Toyota sales fell 38% to 34,372 vehicles YTD with the Hilux pickup truck and Hiace light van still largely absent. This benefited Ford which reported an 85% jump in sales to 23,366 units thanks mainly to strong demand for its locally made Ranger pickup truck while Mitsubishi sales fell 27% to 18,783 units; Honda 12,516 units (-49%) and Suzuki 9,051 units (-11%).

Separate reports suggested Hyundai sold 34,800 vehicles YTD, making it the country’s leading vehicle brand just ahead of Toyota, while VinFast sold 14,700 units in the first seven months of the year.
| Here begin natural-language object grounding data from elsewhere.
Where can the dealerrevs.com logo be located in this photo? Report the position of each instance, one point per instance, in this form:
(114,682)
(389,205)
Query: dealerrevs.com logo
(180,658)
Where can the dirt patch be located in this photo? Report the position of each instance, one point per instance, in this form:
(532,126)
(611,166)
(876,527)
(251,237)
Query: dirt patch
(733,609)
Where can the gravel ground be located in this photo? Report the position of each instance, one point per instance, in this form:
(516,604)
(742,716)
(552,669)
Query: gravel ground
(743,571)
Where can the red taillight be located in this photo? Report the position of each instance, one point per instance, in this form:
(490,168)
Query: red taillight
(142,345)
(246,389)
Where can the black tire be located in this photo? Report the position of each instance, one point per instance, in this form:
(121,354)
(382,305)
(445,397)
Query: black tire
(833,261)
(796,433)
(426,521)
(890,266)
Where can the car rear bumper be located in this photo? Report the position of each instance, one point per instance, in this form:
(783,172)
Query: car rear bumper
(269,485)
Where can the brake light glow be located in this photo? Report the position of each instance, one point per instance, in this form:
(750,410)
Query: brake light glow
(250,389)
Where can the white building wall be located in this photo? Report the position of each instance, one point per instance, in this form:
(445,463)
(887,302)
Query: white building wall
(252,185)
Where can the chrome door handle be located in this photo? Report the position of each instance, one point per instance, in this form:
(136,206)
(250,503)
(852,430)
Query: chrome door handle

A number of foreign brands recently announced plans to sell electric vehicles in Vietnam which will inevitably put pressure on VinFast as well as established foreign brands.

BYD said it planned to build an EV plant while Hyundai launched the Ioniq 5 in May and Mercedes-Benz said it would introduce three EVs this year. Great Wall Motor also launched its Haval H6 hybrid SUV last month.

The Ministry of Finance is considering providing an additional US$1,000 EV purchase incentive in addition to the existing registration fee exemption, as part of a package to attract EV production to the country that would also include reducing import taxes on EV components and charging equipment.